D’après le Conseil d’État « le montant du salaire journalier de référence peut désormais, pour un même nombre d’heures de travail, varier du simple au quadruple en fonction de la répartition des périodes d’emploi au cours de la période de référence d’affiliation de 24 mois », ce qui crée « une différence de traitement manifestement disproportionnée au regard du motif d’intérêt général poursuivi ».

Pour l’Unedic, association paritaire qui pilote l’assurance-chômage, ce sont a minima 850 000 nouveaux chômeurs, soit un peu plus d’un tiers des « entrants », qui auraient été impactés par la réforme. Ceux qui alternent temps travaillé et temps chômé auraient vu leurs indemnités mensuelles chuter de 50 %. Bien évidemment, ce sont les jeunes qui auraient été particulièrement impactés. Dans le pire des cas, ça aurait été une baisse de 75 % voir 80 % des indemnités.

Toutefois, il serait faux de penser que le Conseil d’État peut être un quelconque allié pour les classes populaires face aux multiples attaques du patronat et du gouvernement. Il est clair que la décision de cette instance profondément réactionnaire n’est pas sans lien avec le contexte social explosif et les multiples mouvements importants sur le terrain de la lutte des classes. Encore effrayées par le spectre des Gilets jaunes, les classes dominantes vivent dans la crainte d’explosions sociales d’ampleur dans le contexte actuel de triple crise : sanitaire, sociale et économique.
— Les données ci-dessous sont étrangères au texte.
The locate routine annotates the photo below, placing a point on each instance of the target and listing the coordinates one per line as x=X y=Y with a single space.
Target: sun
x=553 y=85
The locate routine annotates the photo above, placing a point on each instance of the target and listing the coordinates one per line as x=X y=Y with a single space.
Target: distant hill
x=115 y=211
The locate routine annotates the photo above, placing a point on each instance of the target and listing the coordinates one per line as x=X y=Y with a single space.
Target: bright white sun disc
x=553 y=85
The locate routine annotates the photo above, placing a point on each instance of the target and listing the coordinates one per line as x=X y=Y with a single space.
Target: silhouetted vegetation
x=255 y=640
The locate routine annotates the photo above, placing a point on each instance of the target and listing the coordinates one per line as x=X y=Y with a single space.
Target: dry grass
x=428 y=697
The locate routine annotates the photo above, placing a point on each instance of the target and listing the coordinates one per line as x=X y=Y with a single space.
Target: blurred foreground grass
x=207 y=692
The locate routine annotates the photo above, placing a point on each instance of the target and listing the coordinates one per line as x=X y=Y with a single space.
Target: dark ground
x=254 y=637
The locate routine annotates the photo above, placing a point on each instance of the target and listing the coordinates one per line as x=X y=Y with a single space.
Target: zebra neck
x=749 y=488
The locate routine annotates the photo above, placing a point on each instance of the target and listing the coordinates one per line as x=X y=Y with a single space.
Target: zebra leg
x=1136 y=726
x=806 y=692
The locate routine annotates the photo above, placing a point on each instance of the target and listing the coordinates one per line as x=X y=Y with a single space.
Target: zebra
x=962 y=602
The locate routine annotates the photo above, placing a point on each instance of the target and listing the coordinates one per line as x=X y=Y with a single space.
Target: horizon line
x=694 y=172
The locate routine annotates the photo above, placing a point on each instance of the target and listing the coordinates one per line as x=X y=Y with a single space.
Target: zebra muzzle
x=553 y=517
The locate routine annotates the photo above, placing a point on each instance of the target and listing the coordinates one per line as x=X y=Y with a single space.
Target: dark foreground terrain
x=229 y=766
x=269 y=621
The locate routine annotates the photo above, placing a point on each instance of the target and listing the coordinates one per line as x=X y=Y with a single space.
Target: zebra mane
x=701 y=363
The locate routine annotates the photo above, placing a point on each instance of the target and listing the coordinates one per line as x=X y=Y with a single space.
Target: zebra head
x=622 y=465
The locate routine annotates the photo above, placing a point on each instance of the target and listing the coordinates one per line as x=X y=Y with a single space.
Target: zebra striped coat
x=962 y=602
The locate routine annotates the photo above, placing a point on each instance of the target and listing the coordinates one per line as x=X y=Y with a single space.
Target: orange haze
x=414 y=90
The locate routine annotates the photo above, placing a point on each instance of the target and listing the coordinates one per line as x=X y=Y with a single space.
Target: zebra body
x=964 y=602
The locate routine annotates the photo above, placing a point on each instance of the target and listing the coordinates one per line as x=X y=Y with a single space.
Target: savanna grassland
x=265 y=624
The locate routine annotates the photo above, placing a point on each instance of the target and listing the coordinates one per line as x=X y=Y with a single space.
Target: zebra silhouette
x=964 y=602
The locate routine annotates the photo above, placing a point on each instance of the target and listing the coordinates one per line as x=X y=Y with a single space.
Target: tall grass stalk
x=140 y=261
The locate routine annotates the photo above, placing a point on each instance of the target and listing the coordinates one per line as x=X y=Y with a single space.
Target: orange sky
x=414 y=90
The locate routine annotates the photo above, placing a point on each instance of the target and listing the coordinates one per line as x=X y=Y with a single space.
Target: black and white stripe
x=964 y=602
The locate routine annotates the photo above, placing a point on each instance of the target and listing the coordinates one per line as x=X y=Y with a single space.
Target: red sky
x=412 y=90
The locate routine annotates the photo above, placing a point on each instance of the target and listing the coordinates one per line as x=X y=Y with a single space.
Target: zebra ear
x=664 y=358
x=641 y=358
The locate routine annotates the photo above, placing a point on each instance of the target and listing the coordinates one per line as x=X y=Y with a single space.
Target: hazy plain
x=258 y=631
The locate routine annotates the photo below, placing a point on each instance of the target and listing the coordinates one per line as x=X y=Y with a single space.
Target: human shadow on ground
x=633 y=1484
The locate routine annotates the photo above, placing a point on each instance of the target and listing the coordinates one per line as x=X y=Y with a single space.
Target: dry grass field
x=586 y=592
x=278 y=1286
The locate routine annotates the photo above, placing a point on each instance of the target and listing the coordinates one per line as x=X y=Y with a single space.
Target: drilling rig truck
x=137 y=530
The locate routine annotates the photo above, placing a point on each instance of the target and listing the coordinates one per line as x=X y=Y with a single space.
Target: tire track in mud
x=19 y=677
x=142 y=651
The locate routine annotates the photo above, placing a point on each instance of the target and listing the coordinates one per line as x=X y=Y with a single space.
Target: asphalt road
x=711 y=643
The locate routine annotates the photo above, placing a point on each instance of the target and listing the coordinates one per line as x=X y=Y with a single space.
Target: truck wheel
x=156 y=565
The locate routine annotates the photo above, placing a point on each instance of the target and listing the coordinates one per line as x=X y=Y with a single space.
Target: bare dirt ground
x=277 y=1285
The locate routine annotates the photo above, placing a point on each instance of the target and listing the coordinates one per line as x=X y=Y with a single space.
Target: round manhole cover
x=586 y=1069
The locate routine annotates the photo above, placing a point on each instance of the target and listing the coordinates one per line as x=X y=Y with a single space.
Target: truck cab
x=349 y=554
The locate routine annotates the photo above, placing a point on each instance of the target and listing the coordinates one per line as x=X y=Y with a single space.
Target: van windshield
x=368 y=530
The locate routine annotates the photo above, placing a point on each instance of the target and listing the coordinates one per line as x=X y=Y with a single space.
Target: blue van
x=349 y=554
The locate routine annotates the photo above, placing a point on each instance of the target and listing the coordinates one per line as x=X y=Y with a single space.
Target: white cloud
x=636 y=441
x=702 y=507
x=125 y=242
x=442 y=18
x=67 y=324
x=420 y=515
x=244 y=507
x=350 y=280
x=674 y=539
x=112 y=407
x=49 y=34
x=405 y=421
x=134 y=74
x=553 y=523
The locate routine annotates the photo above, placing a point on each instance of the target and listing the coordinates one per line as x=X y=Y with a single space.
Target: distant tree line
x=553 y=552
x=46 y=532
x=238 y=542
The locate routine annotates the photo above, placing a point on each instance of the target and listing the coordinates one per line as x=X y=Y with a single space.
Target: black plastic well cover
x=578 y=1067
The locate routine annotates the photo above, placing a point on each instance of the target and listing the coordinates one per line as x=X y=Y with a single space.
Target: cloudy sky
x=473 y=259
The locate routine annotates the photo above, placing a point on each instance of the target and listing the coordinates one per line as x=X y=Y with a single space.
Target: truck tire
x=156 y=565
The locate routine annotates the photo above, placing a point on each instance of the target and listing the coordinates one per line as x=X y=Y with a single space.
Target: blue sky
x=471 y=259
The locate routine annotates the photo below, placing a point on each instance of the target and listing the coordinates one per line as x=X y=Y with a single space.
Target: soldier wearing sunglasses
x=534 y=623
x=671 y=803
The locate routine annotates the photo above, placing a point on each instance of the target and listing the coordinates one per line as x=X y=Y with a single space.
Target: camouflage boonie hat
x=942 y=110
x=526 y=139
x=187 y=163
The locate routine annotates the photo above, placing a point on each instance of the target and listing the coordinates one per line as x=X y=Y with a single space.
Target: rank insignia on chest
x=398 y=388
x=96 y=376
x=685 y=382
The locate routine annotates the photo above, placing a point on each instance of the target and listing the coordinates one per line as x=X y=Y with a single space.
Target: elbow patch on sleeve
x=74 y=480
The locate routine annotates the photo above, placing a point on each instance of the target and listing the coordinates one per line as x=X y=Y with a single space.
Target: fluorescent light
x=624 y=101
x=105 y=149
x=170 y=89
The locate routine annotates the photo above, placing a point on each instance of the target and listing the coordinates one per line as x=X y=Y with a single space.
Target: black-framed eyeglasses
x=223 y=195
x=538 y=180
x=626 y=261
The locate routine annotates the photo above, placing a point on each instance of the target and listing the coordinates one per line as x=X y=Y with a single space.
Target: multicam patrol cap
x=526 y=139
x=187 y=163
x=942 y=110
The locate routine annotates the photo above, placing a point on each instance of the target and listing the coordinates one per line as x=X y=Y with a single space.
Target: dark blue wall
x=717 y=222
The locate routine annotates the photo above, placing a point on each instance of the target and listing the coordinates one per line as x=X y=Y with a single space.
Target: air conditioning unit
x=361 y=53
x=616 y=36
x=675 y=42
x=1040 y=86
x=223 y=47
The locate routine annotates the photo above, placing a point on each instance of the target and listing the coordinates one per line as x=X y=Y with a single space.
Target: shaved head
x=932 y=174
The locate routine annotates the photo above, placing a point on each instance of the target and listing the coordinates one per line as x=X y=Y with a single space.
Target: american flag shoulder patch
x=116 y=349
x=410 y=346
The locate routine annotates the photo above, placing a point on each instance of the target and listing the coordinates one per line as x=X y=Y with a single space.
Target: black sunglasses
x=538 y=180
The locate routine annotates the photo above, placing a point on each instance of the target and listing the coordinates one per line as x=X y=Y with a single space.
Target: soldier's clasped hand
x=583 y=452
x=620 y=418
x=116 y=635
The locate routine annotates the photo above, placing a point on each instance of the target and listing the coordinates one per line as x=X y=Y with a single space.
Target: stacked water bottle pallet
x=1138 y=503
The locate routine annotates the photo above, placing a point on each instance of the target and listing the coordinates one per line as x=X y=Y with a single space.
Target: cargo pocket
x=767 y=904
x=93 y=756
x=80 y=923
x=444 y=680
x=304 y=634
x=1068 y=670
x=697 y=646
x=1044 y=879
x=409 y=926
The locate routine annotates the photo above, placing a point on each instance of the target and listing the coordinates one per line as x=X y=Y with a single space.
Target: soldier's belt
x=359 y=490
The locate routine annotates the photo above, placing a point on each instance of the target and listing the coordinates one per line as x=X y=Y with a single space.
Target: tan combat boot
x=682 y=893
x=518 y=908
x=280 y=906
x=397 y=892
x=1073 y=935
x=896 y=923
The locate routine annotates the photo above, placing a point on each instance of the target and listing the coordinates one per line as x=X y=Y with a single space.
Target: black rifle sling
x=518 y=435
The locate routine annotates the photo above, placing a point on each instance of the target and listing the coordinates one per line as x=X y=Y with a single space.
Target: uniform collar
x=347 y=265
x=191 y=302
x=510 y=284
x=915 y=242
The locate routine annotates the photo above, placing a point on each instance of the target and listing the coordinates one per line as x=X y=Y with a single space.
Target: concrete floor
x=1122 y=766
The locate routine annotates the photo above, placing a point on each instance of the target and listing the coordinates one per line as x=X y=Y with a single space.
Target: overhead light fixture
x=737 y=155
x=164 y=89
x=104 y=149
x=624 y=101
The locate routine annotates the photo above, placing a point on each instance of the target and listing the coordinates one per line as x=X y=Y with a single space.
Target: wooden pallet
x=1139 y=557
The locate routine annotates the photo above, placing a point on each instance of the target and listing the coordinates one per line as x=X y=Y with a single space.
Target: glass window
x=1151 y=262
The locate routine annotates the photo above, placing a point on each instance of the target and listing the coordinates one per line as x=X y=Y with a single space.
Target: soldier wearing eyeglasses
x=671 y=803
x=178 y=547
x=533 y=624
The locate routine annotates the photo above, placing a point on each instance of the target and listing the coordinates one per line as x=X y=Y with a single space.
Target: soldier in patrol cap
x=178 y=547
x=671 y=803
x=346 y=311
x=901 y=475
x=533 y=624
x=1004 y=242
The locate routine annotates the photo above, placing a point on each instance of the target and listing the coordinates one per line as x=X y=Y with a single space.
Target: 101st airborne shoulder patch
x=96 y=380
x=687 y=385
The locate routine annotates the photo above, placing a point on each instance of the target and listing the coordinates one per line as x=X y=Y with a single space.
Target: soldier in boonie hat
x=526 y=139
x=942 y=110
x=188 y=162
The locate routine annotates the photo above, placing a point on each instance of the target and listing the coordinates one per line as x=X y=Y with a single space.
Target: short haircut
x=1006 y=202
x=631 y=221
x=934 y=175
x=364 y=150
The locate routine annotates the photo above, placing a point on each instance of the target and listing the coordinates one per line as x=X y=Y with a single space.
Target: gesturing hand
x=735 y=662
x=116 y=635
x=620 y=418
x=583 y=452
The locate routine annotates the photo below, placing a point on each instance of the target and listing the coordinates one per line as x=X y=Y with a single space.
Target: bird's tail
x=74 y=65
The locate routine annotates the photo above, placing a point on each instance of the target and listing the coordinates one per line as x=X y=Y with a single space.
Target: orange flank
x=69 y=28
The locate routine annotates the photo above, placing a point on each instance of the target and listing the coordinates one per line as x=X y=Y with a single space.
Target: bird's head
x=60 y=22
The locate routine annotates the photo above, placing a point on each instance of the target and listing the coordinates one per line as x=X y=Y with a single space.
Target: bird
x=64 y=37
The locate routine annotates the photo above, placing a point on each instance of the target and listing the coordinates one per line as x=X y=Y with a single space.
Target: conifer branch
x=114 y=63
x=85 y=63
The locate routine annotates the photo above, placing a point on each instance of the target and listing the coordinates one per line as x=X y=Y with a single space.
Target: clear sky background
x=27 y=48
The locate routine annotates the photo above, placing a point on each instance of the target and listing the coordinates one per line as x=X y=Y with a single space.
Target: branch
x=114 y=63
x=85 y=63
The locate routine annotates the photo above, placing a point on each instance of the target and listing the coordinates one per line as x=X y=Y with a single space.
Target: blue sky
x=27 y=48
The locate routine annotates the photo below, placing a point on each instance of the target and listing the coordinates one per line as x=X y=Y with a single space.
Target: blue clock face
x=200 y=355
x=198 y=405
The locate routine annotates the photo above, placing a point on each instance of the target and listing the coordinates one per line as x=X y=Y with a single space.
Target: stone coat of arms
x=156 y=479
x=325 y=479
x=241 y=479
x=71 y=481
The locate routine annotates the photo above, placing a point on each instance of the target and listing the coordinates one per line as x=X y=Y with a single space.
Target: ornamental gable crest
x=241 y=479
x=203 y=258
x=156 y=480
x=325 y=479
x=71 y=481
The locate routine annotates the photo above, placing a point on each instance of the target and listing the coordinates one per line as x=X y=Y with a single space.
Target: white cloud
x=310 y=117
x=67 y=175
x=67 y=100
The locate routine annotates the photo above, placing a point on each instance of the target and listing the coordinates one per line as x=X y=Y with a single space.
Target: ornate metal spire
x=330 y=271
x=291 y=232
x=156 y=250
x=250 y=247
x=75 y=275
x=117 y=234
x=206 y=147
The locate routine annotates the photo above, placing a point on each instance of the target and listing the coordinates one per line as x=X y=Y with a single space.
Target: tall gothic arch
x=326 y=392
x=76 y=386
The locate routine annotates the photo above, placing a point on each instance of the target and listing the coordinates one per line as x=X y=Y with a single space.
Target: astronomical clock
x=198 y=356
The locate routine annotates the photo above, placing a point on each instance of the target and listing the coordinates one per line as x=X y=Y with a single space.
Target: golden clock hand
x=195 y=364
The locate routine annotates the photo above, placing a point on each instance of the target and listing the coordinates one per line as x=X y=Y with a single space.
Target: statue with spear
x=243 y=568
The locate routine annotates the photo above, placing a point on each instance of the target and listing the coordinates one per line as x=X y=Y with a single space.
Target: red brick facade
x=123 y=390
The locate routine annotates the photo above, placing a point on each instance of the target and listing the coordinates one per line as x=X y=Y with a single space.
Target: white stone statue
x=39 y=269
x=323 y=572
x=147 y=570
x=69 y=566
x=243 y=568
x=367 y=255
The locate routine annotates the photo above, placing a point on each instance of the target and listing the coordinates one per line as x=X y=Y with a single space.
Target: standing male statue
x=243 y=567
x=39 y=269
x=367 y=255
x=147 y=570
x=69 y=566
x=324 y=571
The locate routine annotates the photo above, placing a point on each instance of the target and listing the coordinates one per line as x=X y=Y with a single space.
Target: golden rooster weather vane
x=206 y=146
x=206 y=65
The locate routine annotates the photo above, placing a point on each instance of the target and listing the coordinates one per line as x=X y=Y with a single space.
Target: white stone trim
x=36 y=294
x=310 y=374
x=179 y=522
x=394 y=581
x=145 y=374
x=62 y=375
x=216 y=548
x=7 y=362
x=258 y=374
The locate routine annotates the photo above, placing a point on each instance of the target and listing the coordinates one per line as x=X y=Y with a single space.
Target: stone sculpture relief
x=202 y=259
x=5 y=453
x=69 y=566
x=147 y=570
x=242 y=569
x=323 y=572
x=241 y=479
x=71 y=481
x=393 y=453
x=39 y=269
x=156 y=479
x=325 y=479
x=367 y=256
Ce n’est d’ailleurs pas la seule partie de la réforme qui a été invalidée par le Conseil d’État. En effet, l’instance a remis en cause le bonus malus tant décrié par le Medef. Même si, dans les faits, cette partie n’aurait pas empêché un recours massif aux emplois précaires, tant le système de « malus » était peu contraignant, l’instance a tranché en faveur du grand patronat, rappelant au passage sa vraie nature.

Malgré l’invalidation du mode de calcul, la réforme n’est pas, en soi, remise en question et n’en est pas moins une attaque contre les droits des chômeurs. Il n’y a rien à négocier et rien à attendre du gouvernement. Celui-ci avait avancé l’idée d’un plancher pour limiter la baisse des indemnités. Le Conseil d’État n’a pas invalidé d’autres pans de la réforme comme le passage de quatre à six mois de la durée de travail nécessaire pour avoir droit au chômage et le passage de un mois à quatre mois pour recharger ses droits. Ni non plus la dégressivité des allocations pour ceux qui touchaient des salaires de plus de 4500 euros brut mensuels.

Le gouvernement n’a pas l’intention de revenir sur sa réforme et va sans doute plancher sur d’autres idées pour attaquer les chômeurs. En cette période de crise financière due à la crise du Covid et aux deux confinements, Macron aura à cœur de trouver des moyen pour faire des économies. Et évidemment, quoi de mieux que d’attaquer les plus précaires ? L’objectif initial de la réforme était de faire entre 3 et 3,9 milliards d’euros d’économie sur trois ans. Élisabeth Borne, ministre du travail, a expliqué qu’il y aura une « adaptation avant le 31 mars 2021  » de la réforme. A ce titre, le gouvernement entend incarner une ligne dure pour satisfaire une des revendications historiques du grand patronat français, tandis que le Conseil d’État choisit une ligne plus prudente, par crainte de nouveaux épisodes éruptifs et corrosifs sur le terrain de la lutte des classes. Dans ce contexte, il est évident que le retrait total de la réforme de l’Assurance Chômage, à l’instar de l’ensemble des attaques qui pleuvent sur notre camp social, passe par le refus et la rupture avec toute politique de dialogue social. Au contraire, c’est par l’élaboration d’un plan de bataille général qu’il sera possible d’ouvrir la voie à une contre-offensive du monde du travail, de la jeunesse et des classes populaires, contre la politique du gouvernement et du patronat, par la grève, afin d’imposer un rapport de force à la hauteur des enjeux.